Nope, not me. But if it makes you feel better you can continue to believe that.

Sindai
Jan 24, 2007
i want to achieve immortality through not dying
I thought it was okay. A lot of exposition for stuff I could have figured out myself if it had been shown the way New World, for example, does, but that's forgivable if it stop happening in the next couple episodes.

lodoubt
Apr 9, 2012

by Y Kant Ozma Post
Just like, chipping in that I thought this was a overall good first episode. Like, I had the moment where it was like "Why is he explaining all this inane poo poo to her" "Oh right exposition" and I stopped caring past that point. Unlike every other first ep this season, there were no parts where I needed to stop watching to go scream into a pillow or something. Even the monologuey scenes were cut short JUST before they became boring. Calling it well paced would be an exaggeration since it wasn't, but it certainly never let itself slip in any entirely unwatchable scenes, which is more than my personal experience with the rest of the shows this season can attest to. Past the fact that there are worse animes about, I'd actually say as far as entertainment value, I enjoyed this the most of any 1st episode this season, even more than the stellar Chu2koi.

Posts to the effect that Urobuchi has stained his family honour or something are just kind of confusing to me.

SALT CURES HAM
Jan 4, 2011

Good_Haro posted:

Nope, not me. But if it makes you feel better you can continue to believe that.

Given that you're the only one who absolutely vomited with anger at me really liking Urobuchi's stuff, and I've also seen you melt the gently caress down in other threads over people disagreeing with you (how's the gay rape porn translation going, btw?), I'd say I'm gonna continue to believe that. :v:

(USER WAS PUT ON PROBATION FOR THIS POST)

Good_Haro
Mar 14, 2009

Noted shitposter.

WickedIcon posted:

Given that you're the only one who absolutely vomited with anger at me really liking Urobuchi's stuff, and I've also seen you melt the gently caress down in other threads over people disagreeing with you (how's the gay rape porn translation going, btw?), I'd say I'm gonna continue to believe that. :v:

I "vomited with anger" at you? I don't care if you like Urobuchi's stuff. I just pointed out that other people in this thread have different opinions and that doesn't mean that everyone has a "massive hateboner" for him when literally no one in the thread was doing that (also how 3 people tops = everyone is beyond me). Are you just borderline illiterate or do you just stop reading the instant you realize that someone doesn't share your opinion?

Paper Triangle
Jul 27, 2004

more dog than your dog
I agree that this first episode was clunky and way too exposition-heavy, but I'm interested at seeing where it goes. I think Urobuchi's a better ideas guy than a writer for sure though.

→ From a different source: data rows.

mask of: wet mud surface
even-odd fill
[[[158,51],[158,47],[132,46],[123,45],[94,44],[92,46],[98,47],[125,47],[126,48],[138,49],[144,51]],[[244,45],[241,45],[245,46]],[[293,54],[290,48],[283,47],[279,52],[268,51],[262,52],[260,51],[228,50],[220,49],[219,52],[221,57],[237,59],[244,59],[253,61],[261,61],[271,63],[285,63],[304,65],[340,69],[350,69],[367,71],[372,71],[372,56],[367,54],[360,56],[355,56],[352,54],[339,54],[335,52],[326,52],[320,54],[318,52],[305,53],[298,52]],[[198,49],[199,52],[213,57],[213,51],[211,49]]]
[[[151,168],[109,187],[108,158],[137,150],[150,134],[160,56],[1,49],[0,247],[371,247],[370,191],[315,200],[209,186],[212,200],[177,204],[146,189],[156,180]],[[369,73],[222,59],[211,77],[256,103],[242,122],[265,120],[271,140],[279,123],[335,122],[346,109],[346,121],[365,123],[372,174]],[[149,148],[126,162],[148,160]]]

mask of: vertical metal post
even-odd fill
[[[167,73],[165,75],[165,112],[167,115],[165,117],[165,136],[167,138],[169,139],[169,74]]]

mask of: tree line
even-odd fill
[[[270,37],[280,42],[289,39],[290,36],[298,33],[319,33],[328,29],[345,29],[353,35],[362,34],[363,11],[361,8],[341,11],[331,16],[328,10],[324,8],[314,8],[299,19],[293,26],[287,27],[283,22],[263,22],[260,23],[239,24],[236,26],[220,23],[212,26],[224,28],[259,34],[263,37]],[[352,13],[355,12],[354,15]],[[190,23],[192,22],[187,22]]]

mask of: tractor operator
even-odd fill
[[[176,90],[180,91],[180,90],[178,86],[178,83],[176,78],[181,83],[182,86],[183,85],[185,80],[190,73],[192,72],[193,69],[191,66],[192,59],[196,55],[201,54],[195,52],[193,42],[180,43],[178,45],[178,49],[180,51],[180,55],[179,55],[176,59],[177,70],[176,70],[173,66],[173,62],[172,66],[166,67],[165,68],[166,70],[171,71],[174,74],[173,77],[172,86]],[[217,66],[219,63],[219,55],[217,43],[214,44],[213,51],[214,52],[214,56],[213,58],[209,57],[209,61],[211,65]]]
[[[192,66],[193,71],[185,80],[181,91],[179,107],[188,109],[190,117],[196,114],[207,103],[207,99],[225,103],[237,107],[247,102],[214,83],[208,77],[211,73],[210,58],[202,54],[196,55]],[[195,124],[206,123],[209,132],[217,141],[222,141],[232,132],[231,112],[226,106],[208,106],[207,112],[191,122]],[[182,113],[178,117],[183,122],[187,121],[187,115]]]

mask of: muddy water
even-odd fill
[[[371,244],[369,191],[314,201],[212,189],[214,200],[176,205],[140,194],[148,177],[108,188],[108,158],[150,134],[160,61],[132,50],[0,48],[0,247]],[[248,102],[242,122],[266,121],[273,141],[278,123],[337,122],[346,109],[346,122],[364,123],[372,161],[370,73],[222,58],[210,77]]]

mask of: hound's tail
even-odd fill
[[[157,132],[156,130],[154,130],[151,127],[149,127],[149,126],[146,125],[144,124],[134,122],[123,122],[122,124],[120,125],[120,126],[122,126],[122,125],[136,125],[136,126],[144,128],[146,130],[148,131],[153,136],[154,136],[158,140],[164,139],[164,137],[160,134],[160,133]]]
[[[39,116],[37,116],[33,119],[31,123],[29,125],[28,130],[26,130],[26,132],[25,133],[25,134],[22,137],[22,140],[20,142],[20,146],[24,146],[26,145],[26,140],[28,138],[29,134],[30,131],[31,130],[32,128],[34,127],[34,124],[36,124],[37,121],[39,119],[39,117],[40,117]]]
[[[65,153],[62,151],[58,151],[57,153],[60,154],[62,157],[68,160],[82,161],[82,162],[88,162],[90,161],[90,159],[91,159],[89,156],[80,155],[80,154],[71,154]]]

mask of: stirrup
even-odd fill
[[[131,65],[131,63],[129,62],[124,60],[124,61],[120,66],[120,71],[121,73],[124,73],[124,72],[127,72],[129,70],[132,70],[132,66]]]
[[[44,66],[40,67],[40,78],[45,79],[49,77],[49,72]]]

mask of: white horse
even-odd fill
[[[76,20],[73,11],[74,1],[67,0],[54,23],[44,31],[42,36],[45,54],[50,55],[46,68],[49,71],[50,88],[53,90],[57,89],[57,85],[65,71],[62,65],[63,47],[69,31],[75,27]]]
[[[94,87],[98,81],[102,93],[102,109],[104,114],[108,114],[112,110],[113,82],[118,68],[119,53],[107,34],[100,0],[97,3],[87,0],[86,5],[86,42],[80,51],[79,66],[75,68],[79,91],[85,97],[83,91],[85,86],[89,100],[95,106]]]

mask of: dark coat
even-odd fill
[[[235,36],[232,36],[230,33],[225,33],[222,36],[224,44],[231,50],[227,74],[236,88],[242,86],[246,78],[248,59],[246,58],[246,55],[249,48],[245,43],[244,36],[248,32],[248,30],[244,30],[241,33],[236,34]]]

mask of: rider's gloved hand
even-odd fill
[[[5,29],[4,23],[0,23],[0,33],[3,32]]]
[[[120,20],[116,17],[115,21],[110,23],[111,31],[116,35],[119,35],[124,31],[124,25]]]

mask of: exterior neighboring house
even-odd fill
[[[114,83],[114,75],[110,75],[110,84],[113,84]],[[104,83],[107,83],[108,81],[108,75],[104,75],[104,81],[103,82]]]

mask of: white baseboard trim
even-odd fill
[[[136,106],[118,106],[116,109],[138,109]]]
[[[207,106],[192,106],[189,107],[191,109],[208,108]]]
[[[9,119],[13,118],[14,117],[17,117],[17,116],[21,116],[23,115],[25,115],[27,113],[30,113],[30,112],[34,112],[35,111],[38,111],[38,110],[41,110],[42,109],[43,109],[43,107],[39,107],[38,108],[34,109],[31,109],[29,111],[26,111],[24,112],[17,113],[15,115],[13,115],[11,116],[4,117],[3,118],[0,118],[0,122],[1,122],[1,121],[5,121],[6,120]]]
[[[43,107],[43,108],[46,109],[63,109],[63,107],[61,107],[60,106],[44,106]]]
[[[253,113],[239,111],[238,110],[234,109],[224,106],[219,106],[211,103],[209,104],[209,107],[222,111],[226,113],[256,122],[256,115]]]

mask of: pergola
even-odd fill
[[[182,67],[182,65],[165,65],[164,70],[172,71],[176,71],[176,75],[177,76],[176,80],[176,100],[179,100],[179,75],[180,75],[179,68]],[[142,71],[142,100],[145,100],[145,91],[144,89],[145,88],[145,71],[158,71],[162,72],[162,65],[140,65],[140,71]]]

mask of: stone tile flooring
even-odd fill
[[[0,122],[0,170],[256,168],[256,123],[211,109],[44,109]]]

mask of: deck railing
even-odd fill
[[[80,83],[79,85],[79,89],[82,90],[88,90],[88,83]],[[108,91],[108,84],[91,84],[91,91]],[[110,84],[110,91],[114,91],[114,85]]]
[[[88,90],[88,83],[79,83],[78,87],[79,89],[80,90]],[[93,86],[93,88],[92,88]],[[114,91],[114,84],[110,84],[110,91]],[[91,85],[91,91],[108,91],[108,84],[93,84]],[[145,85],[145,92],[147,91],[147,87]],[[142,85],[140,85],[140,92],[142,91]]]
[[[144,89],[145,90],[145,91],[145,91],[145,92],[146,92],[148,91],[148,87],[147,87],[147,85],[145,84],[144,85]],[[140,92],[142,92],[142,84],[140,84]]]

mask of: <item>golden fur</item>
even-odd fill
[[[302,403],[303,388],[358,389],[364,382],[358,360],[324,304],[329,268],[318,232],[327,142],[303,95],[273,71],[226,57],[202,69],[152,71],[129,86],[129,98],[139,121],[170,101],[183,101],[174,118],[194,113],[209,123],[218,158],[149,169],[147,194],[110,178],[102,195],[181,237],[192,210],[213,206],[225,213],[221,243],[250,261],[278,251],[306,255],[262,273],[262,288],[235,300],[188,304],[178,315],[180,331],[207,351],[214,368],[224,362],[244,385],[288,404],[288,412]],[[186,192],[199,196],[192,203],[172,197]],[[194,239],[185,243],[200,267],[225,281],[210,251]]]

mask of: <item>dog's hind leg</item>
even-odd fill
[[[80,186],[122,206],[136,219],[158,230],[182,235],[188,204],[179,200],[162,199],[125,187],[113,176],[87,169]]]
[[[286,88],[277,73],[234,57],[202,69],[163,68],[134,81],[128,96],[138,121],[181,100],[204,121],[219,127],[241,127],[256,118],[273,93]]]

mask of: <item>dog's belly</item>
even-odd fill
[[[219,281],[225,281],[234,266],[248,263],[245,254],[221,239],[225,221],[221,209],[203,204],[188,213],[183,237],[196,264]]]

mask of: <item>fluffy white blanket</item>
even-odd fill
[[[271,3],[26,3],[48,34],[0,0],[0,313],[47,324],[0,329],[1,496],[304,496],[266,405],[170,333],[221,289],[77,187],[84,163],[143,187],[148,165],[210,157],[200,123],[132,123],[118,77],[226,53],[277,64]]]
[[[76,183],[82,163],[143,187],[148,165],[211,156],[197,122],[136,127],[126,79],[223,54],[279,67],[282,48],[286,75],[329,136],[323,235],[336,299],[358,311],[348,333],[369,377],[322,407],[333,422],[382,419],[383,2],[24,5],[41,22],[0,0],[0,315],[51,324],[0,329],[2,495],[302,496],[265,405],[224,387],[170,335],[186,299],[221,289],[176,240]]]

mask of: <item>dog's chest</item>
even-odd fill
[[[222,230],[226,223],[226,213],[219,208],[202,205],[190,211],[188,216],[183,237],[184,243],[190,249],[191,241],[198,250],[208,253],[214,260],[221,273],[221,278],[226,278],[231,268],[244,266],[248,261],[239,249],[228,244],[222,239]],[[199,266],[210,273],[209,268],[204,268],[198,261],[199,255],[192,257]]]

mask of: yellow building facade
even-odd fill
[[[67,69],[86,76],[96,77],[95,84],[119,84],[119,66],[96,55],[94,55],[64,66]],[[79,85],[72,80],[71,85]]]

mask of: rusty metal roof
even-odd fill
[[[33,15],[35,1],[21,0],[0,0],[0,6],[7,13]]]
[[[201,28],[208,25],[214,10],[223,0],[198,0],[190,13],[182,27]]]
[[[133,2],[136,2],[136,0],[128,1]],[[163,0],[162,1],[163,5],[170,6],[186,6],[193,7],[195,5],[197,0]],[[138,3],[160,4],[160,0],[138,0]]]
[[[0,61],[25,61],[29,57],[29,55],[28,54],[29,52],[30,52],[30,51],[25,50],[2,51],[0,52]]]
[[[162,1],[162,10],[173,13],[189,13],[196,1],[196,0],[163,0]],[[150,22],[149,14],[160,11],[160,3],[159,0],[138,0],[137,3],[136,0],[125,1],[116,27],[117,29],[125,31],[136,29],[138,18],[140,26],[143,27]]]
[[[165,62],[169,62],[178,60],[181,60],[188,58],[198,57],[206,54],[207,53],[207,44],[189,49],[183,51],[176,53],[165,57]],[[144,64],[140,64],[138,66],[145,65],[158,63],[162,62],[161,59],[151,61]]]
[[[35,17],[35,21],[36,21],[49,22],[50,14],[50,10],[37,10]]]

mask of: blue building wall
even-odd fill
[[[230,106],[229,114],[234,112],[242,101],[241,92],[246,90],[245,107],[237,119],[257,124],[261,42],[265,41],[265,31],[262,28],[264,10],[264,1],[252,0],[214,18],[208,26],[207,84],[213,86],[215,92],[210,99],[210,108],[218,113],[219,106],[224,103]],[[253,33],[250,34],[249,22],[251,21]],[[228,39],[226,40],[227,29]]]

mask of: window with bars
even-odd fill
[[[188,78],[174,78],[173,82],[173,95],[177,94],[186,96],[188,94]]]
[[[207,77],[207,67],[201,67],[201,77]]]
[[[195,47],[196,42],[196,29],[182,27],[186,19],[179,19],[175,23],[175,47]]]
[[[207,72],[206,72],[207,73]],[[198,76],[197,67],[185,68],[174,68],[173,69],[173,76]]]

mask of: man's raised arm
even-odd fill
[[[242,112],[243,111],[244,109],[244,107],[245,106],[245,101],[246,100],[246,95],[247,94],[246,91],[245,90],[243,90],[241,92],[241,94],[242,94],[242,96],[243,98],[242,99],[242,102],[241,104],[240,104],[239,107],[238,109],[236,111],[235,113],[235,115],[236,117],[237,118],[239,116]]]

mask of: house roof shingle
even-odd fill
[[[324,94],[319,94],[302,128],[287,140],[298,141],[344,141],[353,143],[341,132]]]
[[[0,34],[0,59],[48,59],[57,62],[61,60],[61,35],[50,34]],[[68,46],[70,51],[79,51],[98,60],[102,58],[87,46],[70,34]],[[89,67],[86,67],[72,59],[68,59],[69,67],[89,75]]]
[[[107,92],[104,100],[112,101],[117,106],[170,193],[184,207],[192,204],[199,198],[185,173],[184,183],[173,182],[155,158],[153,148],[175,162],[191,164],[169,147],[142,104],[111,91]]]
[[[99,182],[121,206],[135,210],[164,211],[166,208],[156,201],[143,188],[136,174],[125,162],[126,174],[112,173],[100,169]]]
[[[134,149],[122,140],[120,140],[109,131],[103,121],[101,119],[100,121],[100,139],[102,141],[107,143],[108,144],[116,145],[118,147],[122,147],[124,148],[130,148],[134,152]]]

One thing I was considering is this:

The idea was that the raped woman's situation was so stressful that it altered her brain chemistry, making her more likely to become a criminal. I would think that after the whole ordeal, being zapped into paralysis and hauled off to therapy-jail would probably only increase her stress levels. The rookie said she did a thesis on the subject of psycho-pass contagion, so maybe she has a different outlook on the whole thing, that it's the system itself and the tendency of marking victims as future criminals that actually produces the criminals. Sort of a self-fulfilling prophecy. Everyone else seems to defer to the technology pretty blindly, so I'm hoping that her motivation for interrupting the paralysis/execution will be well thought out. Maybe not though.

Honestly, my biggest beef was that the woman was not a criminal, then she was a criminal who needed to be paralyzed, then she needed to be executed, and ten seconds later she was back to only being paralyze-worthy. The technology seems pretty bad if it will let you kill someone and then quickly change its mind.

lodoubt
Apr 9, 2012

by Y Kant Ozma Post
I mean it is the whole "The abused are likely to in turn become abusers" conundrum on the surface.

But I note that they talk about the SIBYL system or whatever. And the way that they mention it, it might not just be the psychopass, like it's some kind of AI that runs the place. It may be that in some cases it is directly deciding "For all intents and purposes this person can't be rehabilitated even with therapy."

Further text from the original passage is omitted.